Face aux grands, San Lorenzo, Racing ou River Plate, Paredes montre surtout une confiance et un caractère de guerrier aperçu dès ses débuts à Club Parque qui ravit les hinchas. « Il m’a impressionné, parce qu’on avait le sentiment que le maillot ne lui pesait pas sur les épaules, témoigne Rolando Schiavi, son ami et alors capitaine expérimenté des Xeneizes. On avait de longues discussions ensemble dans le vestiaire, et j’essayais de le conseiller. C’est un garçon humble, et très intelligent. À la différence de certains gamins, il a toujours su qu’il était important d’écouter. » Une grave blessure – rupture des ligaments de la cheville, suite à un tacle assassin du gardien Agustín Orion lors d’un entraînement –, précédée du retour du duo Riquelme-Bianchi, va mettre un gros coup de frein à sa success-story. À Boca, certains commencent alors à douter du grand espoir. Paredes le ressent, et reproche au club de ne pas l’accompagner dans cette période difficile. Il n’a que vingt ans, et veut jouer plus. L’Europe l’attend.

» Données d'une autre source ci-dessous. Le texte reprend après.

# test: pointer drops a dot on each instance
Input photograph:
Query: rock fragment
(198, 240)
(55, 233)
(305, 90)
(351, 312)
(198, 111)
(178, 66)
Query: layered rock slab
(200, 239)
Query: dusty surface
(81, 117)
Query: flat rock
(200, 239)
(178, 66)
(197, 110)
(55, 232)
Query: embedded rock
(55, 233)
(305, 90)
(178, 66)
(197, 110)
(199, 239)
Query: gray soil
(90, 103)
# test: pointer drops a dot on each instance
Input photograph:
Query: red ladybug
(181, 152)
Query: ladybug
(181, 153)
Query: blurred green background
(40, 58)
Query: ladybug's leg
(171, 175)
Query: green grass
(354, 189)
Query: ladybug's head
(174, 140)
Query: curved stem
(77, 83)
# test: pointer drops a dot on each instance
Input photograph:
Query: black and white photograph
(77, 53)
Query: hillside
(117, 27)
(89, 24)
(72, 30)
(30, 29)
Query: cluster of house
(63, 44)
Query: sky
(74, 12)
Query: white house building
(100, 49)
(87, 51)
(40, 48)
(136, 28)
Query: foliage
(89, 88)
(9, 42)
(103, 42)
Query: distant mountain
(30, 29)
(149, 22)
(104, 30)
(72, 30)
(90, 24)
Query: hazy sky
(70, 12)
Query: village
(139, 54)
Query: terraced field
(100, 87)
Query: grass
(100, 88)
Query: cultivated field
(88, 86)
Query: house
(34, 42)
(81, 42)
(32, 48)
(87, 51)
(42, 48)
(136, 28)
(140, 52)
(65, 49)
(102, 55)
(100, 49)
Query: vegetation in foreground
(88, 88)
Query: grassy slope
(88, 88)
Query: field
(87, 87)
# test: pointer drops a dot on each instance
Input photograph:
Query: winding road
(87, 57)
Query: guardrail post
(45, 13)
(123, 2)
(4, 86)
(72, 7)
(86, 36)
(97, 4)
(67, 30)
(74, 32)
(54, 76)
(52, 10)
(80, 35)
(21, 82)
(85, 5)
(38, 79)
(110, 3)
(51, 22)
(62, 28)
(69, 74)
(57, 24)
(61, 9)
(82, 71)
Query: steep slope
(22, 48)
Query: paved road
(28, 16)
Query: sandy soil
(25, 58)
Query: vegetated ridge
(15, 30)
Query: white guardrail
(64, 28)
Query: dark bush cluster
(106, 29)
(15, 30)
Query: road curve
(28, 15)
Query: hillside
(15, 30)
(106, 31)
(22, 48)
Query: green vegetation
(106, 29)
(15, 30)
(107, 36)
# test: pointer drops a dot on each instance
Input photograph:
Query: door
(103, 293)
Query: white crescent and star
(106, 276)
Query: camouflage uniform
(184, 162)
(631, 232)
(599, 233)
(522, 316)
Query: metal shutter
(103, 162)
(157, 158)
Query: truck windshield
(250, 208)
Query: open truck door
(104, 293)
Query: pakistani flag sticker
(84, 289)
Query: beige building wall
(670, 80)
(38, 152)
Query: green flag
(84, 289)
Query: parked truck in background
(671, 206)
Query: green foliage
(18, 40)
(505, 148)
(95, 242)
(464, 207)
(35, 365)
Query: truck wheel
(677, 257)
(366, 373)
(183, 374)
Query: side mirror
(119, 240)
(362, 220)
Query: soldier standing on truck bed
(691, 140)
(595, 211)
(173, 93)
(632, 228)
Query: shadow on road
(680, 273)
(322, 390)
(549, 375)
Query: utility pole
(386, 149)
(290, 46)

Le futur capitaine de la sélection ?
De la Roma à Paris en passant par la Russie, le 10 a laissé la place au 5 sur une idée de Marco Giampaolo, coach de l’Argentin lors de son prêt à Empoli en 2015. Une métamorphose déjà imaginée quelques années auparavant, à Buenos Aires. Un jour, son père Daniel interpelle le formateur Luís Lúquez. Il voit son fils, alors âgé de quatorze ans, constamment redescendre pour récupérer le ballon. Et si Leo était un 5 ? « Je lui avais répondu que non. Mais avec le recul, il avait raison : Leandro doit jouer avec tout le terrain devant lui » , rembobine le technicien. Une nouvelle position qui en a fait un élément incontournable de la sélection argentine post-Pavard. Lionel Scaloni, le patron de l’Albiceleste, l’adore et l’installe lors de la dernière Copa America malgré son faible temps de jeu au PSG. Paredes sera le seul Argentin, alors que Messi est présent, à figurer dans le onze idéal de la compétition.

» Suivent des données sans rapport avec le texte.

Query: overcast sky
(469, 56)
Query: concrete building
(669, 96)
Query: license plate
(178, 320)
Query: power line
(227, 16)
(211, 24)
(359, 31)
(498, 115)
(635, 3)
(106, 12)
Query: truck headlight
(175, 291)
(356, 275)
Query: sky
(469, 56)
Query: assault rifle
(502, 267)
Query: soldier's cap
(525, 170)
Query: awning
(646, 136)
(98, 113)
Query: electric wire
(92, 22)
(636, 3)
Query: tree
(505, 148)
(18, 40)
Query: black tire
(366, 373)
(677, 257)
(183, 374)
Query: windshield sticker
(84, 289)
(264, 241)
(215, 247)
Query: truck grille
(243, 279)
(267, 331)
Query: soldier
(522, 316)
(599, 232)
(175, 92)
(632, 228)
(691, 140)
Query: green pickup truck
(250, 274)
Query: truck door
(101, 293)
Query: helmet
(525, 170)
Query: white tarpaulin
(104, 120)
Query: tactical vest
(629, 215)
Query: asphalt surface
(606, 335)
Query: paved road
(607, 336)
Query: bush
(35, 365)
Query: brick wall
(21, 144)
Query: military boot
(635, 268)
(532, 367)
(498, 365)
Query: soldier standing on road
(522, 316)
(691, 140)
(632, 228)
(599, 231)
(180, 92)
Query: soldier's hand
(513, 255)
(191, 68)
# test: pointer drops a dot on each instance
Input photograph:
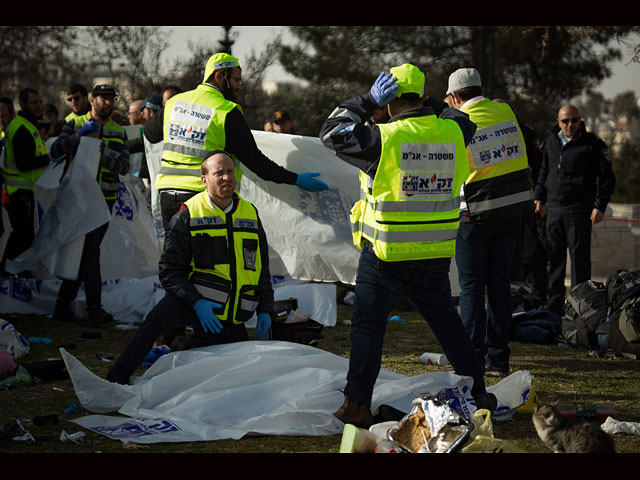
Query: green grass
(564, 374)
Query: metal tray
(453, 434)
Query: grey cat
(564, 435)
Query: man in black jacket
(185, 256)
(573, 189)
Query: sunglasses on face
(572, 120)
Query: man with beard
(114, 161)
(196, 122)
(214, 269)
(25, 159)
(192, 124)
(78, 99)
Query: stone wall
(615, 242)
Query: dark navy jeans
(484, 256)
(426, 284)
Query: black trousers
(89, 273)
(568, 228)
(169, 314)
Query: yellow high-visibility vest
(194, 124)
(226, 260)
(410, 210)
(14, 179)
(499, 187)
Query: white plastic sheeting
(229, 391)
(256, 387)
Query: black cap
(103, 90)
(280, 116)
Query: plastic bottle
(588, 411)
(434, 358)
(386, 447)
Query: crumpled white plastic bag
(613, 426)
(228, 391)
(12, 341)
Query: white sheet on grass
(229, 391)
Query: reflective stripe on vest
(499, 187)
(226, 261)
(15, 179)
(194, 127)
(113, 136)
(410, 210)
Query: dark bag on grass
(585, 314)
(308, 332)
(622, 286)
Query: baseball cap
(462, 78)
(280, 115)
(410, 79)
(218, 61)
(103, 90)
(153, 102)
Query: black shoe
(486, 401)
(64, 313)
(98, 316)
(354, 414)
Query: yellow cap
(410, 79)
(218, 61)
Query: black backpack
(585, 314)
(622, 286)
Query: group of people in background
(459, 176)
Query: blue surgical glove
(89, 126)
(263, 325)
(204, 310)
(384, 89)
(307, 182)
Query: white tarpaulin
(229, 391)
(255, 387)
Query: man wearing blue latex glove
(90, 126)
(263, 325)
(411, 172)
(307, 182)
(204, 309)
(214, 269)
(384, 89)
(209, 113)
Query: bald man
(214, 269)
(574, 186)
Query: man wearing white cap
(497, 194)
(411, 172)
(196, 122)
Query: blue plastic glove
(384, 89)
(263, 325)
(89, 126)
(307, 182)
(204, 310)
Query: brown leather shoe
(355, 414)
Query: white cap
(462, 78)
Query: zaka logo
(435, 184)
(410, 184)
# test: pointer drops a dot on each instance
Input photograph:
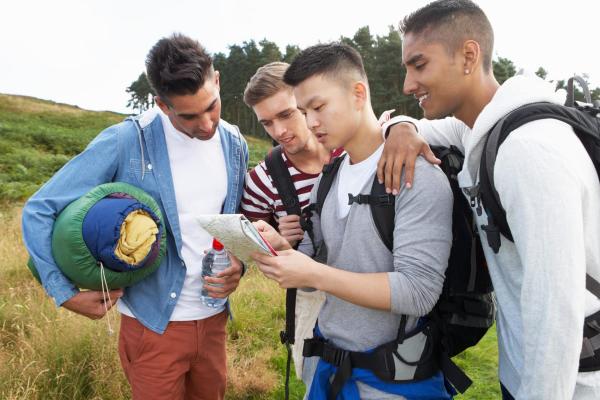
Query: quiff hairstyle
(452, 22)
(267, 81)
(178, 65)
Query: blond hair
(267, 81)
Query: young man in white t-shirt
(545, 180)
(369, 287)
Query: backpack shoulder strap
(384, 213)
(283, 181)
(585, 127)
(328, 175)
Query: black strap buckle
(385, 200)
(493, 235)
(333, 355)
(285, 339)
(358, 199)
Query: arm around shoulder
(422, 242)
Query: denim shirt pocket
(147, 180)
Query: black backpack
(287, 191)
(465, 309)
(584, 118)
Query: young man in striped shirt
(275, 107)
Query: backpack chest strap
(371, 199)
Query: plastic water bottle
(215, 261)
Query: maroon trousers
(187, 361)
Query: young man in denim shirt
(191, 162)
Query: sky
(86, 53)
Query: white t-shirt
(353, 177)
(200, 184)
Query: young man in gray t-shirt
(368, 288)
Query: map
(236, 233)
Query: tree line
(382, 56)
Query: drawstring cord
(105, 297)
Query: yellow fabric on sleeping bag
(138, 233)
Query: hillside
(49, 353)
(38, 136)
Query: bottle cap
(217, 245)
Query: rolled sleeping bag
(115, 225)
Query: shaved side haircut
(452, 22)
(334, 60)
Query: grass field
(49, 353)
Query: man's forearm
(367, 290)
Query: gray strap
(571, 91)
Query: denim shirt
(133, 152)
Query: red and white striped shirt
(261, 199)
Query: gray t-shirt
(422, 241)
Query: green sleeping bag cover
(71, 253)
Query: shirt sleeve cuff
(396, 120)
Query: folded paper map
(236, 233)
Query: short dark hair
(324, 59)
(452, 22)
(177, 65)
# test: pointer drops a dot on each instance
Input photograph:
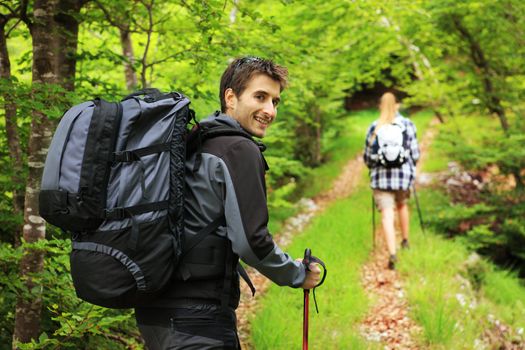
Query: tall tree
(54, 30)
(10, 111)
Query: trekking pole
(308, 258)
(373, 223)
(306, 301)
(418, 208)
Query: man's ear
(230, 98)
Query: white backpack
(391, 145)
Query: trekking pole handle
(308, 259)
(147, 91)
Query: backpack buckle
(125, 157)
(115, 213)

« Il n’y a pas beaucoup de joueurs avec son style et sa capacité de leader, il va avoir un futur important en sélection » , pense « El Flaco » Schiavi. Un potentiel de capitaine, de chef de meute dont l’Argentine est orpheline depuis le départ de Javier Mascherano. Boca, la reconversion en cinco, l’équipe nationale… Ramón Maddoni avait tout imaginé. Le vieil homme se charge de le rappeler à son protégé à chaque fois qu’il revient à Club Parque, quasiment à chaque rassemblement de la sélection. La dernière visite date de juillet 2019 : Paredes, survêtement du PSG sur les épaules, était venu passer la soirée et taper le ballon avec les gamins au gymnase. Preuve que le natif de San Justo est resté proche de ses racines. Avec ses anciens formateurs et coéquipiers, le contact est régulier. Ses proches lui conseillent de rester en Europe, le plus longtemps possible. Mais à tous, il répète son désir : revenir un jour à Boca Juniors. Ça tombe bien, le nouvel homme du fort du club l’aime beaucoup. Comme il aimait sûrement Riquelme.